Sample size computation for multiple comparisons

Traditional sample size computation based on "power" does not apply directly to multiple comparisons, because the power of a test of homogeneity includes the probability of an incorrect decision. For example, the F-test may reject because the sample mean of treatment 2 is much larger than the sample mean of treatment 3, when in fact the population mean of treatment 2 is smaller than the population mean of treatment 3. Thus, the power of a test of homogeneity includes some probability of incorrect multiple comparison inference, which is undesirable.

Sample size computation implemented here computes the joint probability of "correct" and "useful" inference, where

correct inference = all separations are in the right direction

useful inference = all treatments sufficiently far apart are separated

See Appendix C of Multiple Comparisons: Theory and Methods for a discussion of this concept and details of the computation.

In a paper titled "On an Approach to Sample Size Determination for Confidence Intervals Proposed by Hsu" which appeared in the JSM97 proceedings of the Biopharmaceutical Section, Olivier Guilbaud of Astra gave a technique to easily and accurately approximate the desired sample size.
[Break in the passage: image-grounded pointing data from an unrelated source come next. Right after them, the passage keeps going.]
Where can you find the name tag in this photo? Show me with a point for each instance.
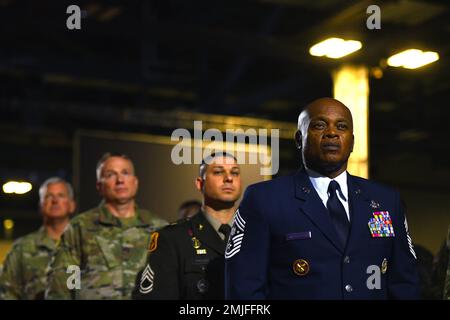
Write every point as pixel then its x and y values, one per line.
pixel 298 236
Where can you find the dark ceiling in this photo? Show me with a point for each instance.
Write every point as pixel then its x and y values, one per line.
pixel 242 57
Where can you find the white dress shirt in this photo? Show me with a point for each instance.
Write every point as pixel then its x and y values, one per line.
pixel 321 183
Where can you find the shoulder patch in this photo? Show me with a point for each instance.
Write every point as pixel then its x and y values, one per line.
pixel 153 242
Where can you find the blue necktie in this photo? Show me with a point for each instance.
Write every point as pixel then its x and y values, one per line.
pixel 337 212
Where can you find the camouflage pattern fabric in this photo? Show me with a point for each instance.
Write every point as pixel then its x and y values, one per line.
pixel 25 269
pixel 109 252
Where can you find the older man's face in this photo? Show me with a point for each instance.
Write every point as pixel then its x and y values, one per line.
pixel 328 141
pixel 222 181
pixel 57 202
pixel 117 184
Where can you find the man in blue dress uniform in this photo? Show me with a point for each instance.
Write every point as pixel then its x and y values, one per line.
pixel 321 233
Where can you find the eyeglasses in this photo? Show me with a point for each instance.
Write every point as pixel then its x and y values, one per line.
pixel 111 175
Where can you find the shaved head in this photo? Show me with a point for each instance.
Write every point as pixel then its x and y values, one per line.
pixel 319 103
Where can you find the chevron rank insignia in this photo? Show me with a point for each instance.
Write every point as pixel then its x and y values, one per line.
pixel 153 242
pixel 236 236
pixel 147 279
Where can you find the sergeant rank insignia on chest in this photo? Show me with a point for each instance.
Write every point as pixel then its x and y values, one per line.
pixel 381 225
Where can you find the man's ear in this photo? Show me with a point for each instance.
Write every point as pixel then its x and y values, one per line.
pixel 298 139
pixel 199 184
pixel 98 186
pixel 353 143
pixel 72 206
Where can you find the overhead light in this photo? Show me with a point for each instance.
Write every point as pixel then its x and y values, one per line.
pixel 335 48
pixel 17 187
pixel 412 58
pixel 8 224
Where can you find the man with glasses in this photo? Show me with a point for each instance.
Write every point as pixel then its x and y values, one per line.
pixel 24 275
pixel 107 244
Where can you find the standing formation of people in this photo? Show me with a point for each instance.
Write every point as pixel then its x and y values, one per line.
pixel 320 233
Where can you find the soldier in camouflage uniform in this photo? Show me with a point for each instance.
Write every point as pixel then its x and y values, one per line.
pixel 107 243
pixel 447 279
pixel 26 266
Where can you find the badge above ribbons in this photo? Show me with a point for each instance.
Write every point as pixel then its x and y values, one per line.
pixel 381 225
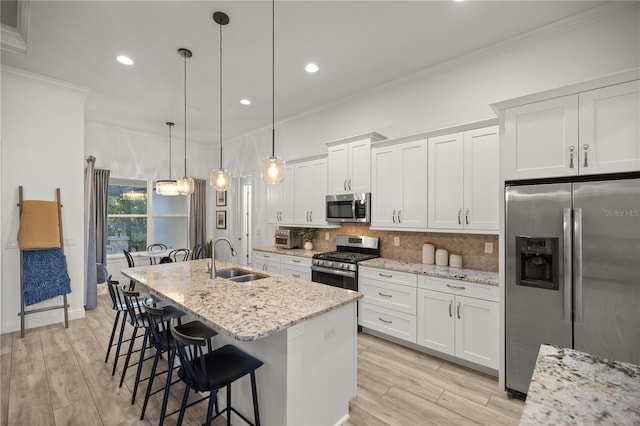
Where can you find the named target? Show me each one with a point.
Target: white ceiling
(358, 45)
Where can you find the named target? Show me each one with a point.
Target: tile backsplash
(470, 246)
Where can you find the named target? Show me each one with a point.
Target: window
(134, 220)
(126, 215)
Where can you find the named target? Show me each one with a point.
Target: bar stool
(162, 340)
(134, 302)
(211, 371)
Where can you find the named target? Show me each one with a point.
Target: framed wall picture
(221, 198)
(221, 219)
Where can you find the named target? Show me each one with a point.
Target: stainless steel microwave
(349, 208)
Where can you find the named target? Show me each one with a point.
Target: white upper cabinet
(609, 129)
(592, 130)
(310, 191)
(349, 164)
(399, 185)
(463, 180)
(541, 139)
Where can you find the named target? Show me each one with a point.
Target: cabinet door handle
(586, 154)
(571, 149)
(456, 287)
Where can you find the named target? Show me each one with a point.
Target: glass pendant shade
(166, 187)
(220, 179)
(272, 170)
(185, 186)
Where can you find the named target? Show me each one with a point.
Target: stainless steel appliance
(287, 238)
(349, 208)
(340, 268)
(572, 271)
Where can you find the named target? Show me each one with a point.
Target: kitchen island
(304, 332)
(571, 387)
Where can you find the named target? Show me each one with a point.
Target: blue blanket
(45, 275)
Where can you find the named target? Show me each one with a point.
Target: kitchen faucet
(213, 254)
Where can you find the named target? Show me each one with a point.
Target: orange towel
(39, 227)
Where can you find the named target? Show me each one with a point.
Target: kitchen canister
(428, 254)
(455, 261)
(442, 257)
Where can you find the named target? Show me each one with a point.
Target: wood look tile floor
(57, 376)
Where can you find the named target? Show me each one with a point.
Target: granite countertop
(462, 274)
(247, 311)
(570, 387)
(288, 252)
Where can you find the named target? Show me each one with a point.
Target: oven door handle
(350, 274)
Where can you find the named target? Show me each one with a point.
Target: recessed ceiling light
(311, 67)
(124, 60)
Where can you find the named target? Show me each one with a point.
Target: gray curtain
(96, 188)
(90, 274)
(198, 214)
(101, 187)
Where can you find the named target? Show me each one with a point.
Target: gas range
(340, 268)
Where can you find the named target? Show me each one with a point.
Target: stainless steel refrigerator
(572, 272)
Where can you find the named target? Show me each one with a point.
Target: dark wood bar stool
(208, 372)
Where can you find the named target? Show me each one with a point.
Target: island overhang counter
(304, 332)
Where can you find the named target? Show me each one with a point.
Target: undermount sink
(248, 277)
(239, 275)
(231, 273)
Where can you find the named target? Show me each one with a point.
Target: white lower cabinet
(389, 303)
(297, 267)
(459, 319)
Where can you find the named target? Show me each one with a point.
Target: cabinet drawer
(392, 296)
(295, 261)
(463, 288)
(296, 271)
(394, 277)
(393, 323)
(264, 256)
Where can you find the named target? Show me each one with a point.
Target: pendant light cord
(185, 115)
(220, 97)
(273, 78)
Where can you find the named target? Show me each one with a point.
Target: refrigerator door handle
(577, 262)
(566, 278)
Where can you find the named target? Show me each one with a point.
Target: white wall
(457, 92)
(42, 149)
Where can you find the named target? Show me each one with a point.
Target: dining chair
(196, 252)
(155, 248)
(209, 371)
(163, 342)
(179, 255)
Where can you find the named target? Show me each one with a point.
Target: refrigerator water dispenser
(537, 262)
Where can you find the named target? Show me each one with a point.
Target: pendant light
(220, 178)
(167, 186)
(186, 186)
(272, 169)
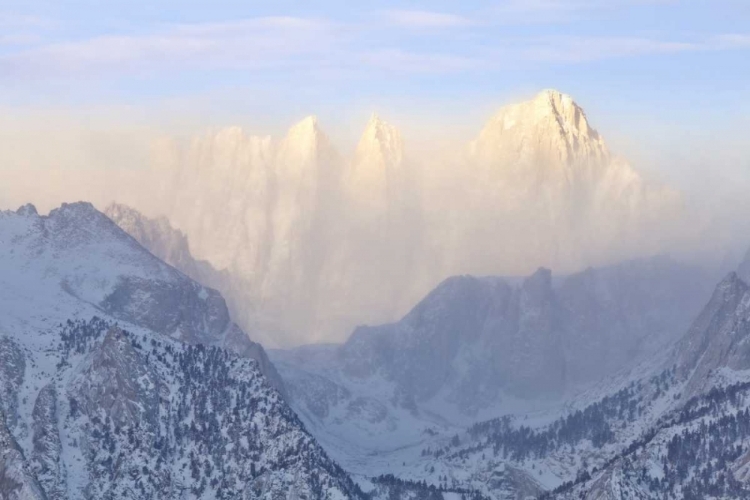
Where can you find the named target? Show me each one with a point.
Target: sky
(667, 81)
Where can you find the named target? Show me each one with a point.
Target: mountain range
(123, 378)
(313, 243)
(124, 373)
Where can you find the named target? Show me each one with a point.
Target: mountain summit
(551, 129)
(318, 239)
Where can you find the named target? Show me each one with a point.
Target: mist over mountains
(314, 243)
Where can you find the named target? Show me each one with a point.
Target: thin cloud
(562, 11)
(247, 44)
(401, 61)
(585, 49)
(426, 19)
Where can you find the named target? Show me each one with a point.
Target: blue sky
(639, 67)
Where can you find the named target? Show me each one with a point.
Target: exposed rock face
(312, 245)
(718, 337)
(125, 379)
(482, 336)
(77, 251)
(46, 460)
(17, 482)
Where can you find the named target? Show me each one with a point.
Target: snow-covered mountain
(477, 348)
(321, 243)
(123, 378)
(671, 423)
(699, 446)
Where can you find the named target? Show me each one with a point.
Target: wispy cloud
(248, 43)
(284, 44)
(561, 11)
(426, 19)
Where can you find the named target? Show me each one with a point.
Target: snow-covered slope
(321, 243)
(477, 348)
(122, 378)
(700, 447)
His idea is as follows. If one let A be the event of {correct inference} and let B be the event of {useful inference}, then computing P{A and B} by

  1. pretending the complements of A and B are disjoint is conservative, based on the Bonferroni inequality;
  2. pretending A and B are independent is liberal, based on Kimball's inequality.
In the range of alphas with which one is typically concerned, 1. and 2. give probabilities that are very close to each other. His paper includes sample SAS codes. So, in lieu of the computation as described in Appendix D, which is for one-way designs, I suggest Dr. Guilbaud's technique, who is applicable to more general designs.